Adding CRM 4.0 to your own win app with web form authentication

Last year I wrote small article Adding MS CRM to your own windows forms applications that demonstrates the usage of CRM in your own custom windows forms applications. In CRM 4.0 the story is pretty much the same but there’re few things that you need to take into account so that everything works as you expect.
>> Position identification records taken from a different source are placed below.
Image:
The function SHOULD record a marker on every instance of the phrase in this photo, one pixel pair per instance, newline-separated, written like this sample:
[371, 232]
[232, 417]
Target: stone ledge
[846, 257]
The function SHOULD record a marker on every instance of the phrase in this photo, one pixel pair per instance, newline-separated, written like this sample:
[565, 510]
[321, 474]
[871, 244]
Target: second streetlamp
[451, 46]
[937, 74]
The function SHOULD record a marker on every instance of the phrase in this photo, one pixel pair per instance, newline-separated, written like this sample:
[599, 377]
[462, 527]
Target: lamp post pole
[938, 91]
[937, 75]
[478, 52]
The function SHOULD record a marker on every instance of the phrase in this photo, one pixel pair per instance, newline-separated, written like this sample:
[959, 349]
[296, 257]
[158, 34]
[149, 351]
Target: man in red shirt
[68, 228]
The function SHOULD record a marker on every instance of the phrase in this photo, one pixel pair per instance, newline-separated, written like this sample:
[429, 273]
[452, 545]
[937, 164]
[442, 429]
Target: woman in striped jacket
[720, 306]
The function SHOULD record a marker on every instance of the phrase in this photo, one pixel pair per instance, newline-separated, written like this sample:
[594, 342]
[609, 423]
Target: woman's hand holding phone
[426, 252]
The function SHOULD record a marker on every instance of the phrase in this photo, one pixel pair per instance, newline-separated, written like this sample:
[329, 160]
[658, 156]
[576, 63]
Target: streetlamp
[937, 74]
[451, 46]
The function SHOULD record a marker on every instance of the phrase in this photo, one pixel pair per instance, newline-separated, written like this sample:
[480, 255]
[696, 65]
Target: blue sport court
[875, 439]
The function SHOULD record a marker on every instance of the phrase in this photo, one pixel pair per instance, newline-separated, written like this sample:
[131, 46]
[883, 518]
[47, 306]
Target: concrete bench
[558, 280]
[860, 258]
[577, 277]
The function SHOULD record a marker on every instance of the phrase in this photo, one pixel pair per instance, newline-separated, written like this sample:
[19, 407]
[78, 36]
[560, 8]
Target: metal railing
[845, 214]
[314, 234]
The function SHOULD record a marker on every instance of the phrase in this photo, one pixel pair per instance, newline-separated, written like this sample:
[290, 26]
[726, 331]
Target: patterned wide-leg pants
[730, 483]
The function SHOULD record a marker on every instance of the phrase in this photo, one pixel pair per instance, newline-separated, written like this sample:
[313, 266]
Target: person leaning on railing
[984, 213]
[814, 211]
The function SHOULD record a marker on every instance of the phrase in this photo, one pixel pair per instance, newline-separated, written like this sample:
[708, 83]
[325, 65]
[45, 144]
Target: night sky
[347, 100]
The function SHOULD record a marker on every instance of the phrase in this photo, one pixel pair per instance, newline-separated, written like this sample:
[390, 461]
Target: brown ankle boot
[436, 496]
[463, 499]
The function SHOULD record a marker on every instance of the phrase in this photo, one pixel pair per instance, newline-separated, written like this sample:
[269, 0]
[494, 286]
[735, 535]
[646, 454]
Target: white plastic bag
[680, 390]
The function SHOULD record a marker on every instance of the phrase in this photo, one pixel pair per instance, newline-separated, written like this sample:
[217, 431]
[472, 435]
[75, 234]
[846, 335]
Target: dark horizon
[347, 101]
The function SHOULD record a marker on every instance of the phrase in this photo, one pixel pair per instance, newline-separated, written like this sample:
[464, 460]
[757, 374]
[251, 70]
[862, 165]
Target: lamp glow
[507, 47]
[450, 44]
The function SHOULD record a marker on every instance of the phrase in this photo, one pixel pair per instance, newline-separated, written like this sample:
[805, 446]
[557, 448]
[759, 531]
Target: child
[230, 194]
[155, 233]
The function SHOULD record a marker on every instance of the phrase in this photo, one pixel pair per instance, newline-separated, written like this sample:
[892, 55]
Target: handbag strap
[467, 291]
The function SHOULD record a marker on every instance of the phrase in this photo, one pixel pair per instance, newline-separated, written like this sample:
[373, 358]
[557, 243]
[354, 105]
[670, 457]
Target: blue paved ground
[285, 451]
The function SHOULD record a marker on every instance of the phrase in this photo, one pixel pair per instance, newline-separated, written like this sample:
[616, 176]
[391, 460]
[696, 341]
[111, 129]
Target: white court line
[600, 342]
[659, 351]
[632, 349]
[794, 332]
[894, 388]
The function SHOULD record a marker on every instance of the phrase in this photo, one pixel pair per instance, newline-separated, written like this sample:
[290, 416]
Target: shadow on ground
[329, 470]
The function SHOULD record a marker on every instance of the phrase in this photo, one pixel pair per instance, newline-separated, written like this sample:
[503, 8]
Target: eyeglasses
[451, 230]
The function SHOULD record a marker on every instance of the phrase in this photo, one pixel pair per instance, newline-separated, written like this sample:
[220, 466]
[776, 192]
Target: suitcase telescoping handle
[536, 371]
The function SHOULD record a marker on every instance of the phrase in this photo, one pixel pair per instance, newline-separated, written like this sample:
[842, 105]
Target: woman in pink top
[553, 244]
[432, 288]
One thing is multi-tenancy and another one is different authentication mechanisms. CRM 4.0 introduces new authentication mechanism called Service Provider License Agreement / SPLA / IFD / Internet Facing Deployment (it has sooo many names :-). Basicly it just means that you login to CRM using web form so it isn’t anything fancier. And that authentication is of course cookie based so if you use Fiddler you’ll see something like this (Note: image is clipped):


So there is MSCRMSession ticket that authenticates the user to the system. Okay fine… but what if I want to spawn CRM session whenever I like and still provide “auto login” for my end users (and of course you’re not using windows authentication a.k.a. On Premise authentication)? Let’s first use Fiddler to determine what’s happening under covers in IFD (and compare it to win auth):


Here’s screenshot of Fiddler when user logs on (see highlighted username and password). So the login is just normal HTTP POST.

If we compare that to win auth then we’ll see that there’s that normal authorization headers that makes the magic happen:


You have probably noticed the other difference... which is status code 401. In win auth the system returns 401 which starts the authentication routine. In IFD you’ll save time because you don’t do those 401 round-trips.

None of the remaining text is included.